The video reviews Kyutai’s newly released speech-to-text and text-to-speech models, highlighting their impressive speed, accuracy, and voice cloning capabilities using pre-made embeddings, though the actual voice cloning model remains unreleased due to privacy concerns. Despite some limitations, these compact models offer promising local voice processing solutions with creative features like voice blending, and the host anticipates further advancements and broader language support in the future.

The video revisits the Kyutai project, focusing on its recent releases of speech-to-text (STT) and text-to-speech (TTS) models. The host recalls an earlier video where they explored Moshi, an integration of automatic speech recognition (ASR) feeding into a large language model and then outputting through TTS. Initially, the model was somewhat limited in intelligence but showed promise due to its low latency in processing speech input and generating speech output. Fast forward a few months, Kyutai has now officially released separate STT and TTS models, primarily supporting English and French, which demonstrate impressive speed and accuracy, especially when run on capable hardware.

The speech-to-text model is highlighted for its quick and accurate transcription capabilities, though it currently supports only English and French. The TTS model, which is a relatively small 1.6 billion parameter model, offers multiple voices and generates speech output rapidly. The quality of the TTS is compared favorably to other well-known systems like Chatterbox, Dier, and 11 Labs. A standout feature is its ability to perform voice cloning from a 10-second voice sample, capturing intonation and voice characteristics effectively, even with unusual voices.

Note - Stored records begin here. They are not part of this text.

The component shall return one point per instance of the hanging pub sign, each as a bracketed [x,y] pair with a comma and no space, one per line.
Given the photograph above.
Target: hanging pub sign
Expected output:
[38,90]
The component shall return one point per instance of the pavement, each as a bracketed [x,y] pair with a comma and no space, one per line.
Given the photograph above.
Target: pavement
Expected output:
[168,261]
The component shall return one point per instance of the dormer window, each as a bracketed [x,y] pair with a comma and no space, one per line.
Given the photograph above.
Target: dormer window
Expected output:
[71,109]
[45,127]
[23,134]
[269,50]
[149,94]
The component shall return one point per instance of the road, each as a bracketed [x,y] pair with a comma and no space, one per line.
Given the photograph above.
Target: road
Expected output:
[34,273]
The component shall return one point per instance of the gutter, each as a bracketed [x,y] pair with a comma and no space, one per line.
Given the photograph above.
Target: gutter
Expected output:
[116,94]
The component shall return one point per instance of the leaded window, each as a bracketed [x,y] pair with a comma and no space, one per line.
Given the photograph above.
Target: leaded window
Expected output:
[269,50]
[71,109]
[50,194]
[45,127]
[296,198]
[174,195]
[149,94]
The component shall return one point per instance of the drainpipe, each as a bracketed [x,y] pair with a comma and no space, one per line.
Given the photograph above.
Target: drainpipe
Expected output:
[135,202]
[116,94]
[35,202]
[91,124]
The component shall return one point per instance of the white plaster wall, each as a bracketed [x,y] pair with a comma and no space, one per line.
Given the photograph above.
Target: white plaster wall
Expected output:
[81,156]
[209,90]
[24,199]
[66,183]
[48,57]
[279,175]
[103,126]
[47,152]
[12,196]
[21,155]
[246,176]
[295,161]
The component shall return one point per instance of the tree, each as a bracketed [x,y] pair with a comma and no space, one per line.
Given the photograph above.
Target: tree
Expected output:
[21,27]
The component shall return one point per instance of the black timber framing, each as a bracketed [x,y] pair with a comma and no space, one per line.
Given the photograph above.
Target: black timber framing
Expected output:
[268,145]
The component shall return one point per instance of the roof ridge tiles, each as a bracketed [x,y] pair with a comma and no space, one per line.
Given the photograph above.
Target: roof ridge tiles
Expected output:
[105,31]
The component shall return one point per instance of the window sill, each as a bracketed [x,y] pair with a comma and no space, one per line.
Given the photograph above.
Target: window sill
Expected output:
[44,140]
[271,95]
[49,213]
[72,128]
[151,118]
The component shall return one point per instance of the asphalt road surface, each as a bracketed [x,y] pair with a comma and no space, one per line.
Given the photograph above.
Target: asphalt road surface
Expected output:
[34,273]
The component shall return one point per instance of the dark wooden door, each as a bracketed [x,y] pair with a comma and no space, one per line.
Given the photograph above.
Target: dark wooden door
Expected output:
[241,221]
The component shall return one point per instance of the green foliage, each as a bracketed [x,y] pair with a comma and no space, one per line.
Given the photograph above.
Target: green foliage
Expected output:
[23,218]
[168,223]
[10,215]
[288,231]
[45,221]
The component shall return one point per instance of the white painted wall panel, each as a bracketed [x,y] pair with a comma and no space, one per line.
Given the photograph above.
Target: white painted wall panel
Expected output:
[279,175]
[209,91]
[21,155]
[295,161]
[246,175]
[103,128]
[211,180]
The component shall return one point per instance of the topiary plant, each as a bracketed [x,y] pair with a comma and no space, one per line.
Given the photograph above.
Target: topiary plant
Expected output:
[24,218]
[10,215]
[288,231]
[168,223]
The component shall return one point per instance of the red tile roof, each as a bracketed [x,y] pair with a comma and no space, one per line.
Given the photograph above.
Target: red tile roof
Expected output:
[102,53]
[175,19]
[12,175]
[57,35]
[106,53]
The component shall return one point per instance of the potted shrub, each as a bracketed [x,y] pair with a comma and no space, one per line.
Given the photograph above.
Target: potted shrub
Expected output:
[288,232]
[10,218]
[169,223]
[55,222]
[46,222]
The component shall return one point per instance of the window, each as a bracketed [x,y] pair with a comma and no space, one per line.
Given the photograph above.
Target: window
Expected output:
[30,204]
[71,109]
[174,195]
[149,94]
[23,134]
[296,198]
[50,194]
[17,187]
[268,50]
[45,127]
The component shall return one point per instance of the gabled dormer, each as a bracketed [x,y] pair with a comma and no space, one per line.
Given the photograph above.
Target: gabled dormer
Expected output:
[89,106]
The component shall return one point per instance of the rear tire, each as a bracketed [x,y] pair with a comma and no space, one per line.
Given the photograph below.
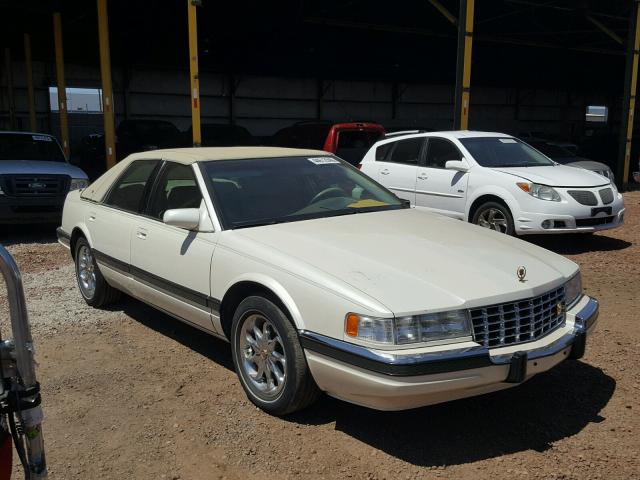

However, the video expresses some frustration that Kyutai has not released the voice embedding model used for cloning, citing privacy concerns to ensure voice cloning is consensual. Instead, they provide a repository of pre-made voice embeddings derived from datasets like Espresso and VCTK. This limitation restricts users from fine-tuning or creating new voice clones, and the models currently only support English and French, though Kyutai is exploring ways to expand language support in the future.

The host then demonstrates how to use the released models and voice embeddings through code examples from Kyutai’s GitHub repository. They show how to load different pre-made voice embeddings, generate speech from text, and even blend two voice embeddings to create a hybrid voice. This blending showcases the potential for creative voice manipulation, although creating custom voice embeddings would require more data and the actual voice cloning model, which remains unreleased. The host hopes that community interest might encourage Kyutai to release the cloning model eventually.

In conclusion, the Kyutai STT and TTS models represent a significant advancement in local voice processing technology, offering efficient and high-quality speech recognition and synthesis in a compact form. While the lack of voice cloning model release is a drawback, the available tools still provide exciting opportunities for experimentation, especially with voice blending and multi-voice support. The host looks forward to future developments, including potential MLX versions for easier local deployment, and encourages viewers to engage with the project and share their thoughts. Overall, Kyutai’s progress marks a promising step toward versatile, low-latency local voice solutions.